Among the signatories is the Catholic Working Youth, the Brazilian Association of Non-Governmental Organizations —one of the largest in that South American country—, and groups made up of political prisoners from Brazil’s dictatorship of the 1970s: RJ-Memoria, Verdad, Justicia and Repair, Fernando Santa Cruz, among others.
They further remind Lula of what he said in his interviews that it is the role of Nicaraguans to seek the best for their country, but they also make him see that those who try to do this are threatened, imprisoned, or forced into exile, and mention that the two attempts at dialogue in 2018 and 2019 were aborted due to Ortega’s non-compliance.

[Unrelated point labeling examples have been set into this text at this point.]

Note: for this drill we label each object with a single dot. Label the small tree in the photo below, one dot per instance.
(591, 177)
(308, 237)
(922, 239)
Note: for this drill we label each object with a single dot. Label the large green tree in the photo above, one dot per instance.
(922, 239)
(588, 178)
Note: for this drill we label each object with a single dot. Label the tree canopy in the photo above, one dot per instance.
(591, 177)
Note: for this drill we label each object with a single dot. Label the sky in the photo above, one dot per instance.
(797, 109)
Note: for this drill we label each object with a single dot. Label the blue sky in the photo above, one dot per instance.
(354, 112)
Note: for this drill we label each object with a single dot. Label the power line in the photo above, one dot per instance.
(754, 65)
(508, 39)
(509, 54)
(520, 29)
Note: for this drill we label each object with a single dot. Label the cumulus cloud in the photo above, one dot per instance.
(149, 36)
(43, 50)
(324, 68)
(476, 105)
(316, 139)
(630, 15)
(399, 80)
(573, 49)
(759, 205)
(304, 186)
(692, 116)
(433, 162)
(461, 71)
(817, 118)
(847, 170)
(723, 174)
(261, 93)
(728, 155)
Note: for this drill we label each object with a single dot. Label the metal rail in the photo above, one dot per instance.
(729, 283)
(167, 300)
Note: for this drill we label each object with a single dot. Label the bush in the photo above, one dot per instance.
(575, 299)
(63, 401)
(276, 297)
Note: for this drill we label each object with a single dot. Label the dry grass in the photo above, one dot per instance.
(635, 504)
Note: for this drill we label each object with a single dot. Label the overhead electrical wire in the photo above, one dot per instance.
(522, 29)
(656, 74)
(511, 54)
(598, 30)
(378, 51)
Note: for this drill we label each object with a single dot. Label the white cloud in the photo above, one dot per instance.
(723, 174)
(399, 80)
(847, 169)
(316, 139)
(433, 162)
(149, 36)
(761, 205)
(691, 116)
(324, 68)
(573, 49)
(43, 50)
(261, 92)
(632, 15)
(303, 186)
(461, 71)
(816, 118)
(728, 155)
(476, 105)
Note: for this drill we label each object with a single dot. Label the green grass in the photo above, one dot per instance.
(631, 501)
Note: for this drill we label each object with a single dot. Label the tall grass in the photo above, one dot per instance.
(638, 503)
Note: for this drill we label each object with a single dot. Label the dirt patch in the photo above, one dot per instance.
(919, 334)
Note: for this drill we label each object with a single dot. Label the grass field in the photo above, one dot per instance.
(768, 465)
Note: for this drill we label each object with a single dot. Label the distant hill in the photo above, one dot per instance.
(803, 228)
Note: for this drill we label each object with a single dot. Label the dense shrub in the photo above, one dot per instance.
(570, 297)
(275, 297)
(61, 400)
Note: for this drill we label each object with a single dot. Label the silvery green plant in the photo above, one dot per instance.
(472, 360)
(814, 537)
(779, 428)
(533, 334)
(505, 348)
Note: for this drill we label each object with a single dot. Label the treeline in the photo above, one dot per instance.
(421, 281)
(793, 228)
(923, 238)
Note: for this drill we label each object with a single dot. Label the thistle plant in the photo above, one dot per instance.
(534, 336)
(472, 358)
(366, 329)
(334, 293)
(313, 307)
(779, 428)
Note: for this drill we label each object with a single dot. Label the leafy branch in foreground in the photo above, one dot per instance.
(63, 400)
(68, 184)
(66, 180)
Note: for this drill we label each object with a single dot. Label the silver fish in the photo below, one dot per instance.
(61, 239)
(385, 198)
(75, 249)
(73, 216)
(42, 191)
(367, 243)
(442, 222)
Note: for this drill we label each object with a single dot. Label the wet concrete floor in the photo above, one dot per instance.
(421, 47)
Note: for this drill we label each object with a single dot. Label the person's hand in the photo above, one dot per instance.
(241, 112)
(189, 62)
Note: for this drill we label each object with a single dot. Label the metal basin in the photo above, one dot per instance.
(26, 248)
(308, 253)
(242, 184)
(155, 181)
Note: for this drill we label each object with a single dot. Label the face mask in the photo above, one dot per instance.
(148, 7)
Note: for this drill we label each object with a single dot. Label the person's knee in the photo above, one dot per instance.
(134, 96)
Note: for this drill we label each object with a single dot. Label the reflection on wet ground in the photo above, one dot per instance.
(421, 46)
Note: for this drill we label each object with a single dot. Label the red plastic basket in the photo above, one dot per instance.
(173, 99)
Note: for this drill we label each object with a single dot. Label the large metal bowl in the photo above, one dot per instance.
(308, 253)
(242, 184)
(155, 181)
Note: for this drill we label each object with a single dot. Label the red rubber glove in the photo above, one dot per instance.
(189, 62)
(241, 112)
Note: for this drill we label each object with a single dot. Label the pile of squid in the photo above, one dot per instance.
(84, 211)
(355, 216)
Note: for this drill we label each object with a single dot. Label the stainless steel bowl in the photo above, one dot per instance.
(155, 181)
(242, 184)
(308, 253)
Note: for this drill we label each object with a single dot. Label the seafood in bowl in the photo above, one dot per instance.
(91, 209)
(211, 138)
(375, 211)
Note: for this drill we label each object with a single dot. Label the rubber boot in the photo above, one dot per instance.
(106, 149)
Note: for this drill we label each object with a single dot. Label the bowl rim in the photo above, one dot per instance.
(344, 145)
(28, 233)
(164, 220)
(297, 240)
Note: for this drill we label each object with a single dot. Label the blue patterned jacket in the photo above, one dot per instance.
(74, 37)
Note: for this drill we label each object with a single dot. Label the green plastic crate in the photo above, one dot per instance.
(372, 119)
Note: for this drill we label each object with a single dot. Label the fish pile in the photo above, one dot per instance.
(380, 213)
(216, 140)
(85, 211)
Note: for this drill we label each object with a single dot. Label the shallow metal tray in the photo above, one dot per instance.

“Thousands of Nicaraguans are fleeing the political, economic, and social crisis, overwhelmed by fear and hopelessness; however, due to the peripheral nature of the country in geopolitics, they remain invisible and silenced. That is why we are looking for allies that can at least shed light on the conflicts that Nicaraguans face, to find strength and solidarity on the path to the recovery of democracy in Nicaragua,” they explained.
The pronouncement of the organizations was delivered, while Lula was heading to the summit of the Community of Latin American and Caribbean States (CELAC), which is being held in Argentina and in which Nicaragua participates, represented by its Foreign Minister Denis Moncada.
“We believe that the Nicaraguan crisis will not be resolved with simplistic ideological solutions. The Nicaraguan people do not want more violence, they do not want more deaths, they want to live in peace and democracy,” the groups stated in the document, delivered just over twenty days after Lula assumed power, and two weeks since the failed coup attempt carried out by supporters of the extreme right, sympathizers of Jair Bolsonaro.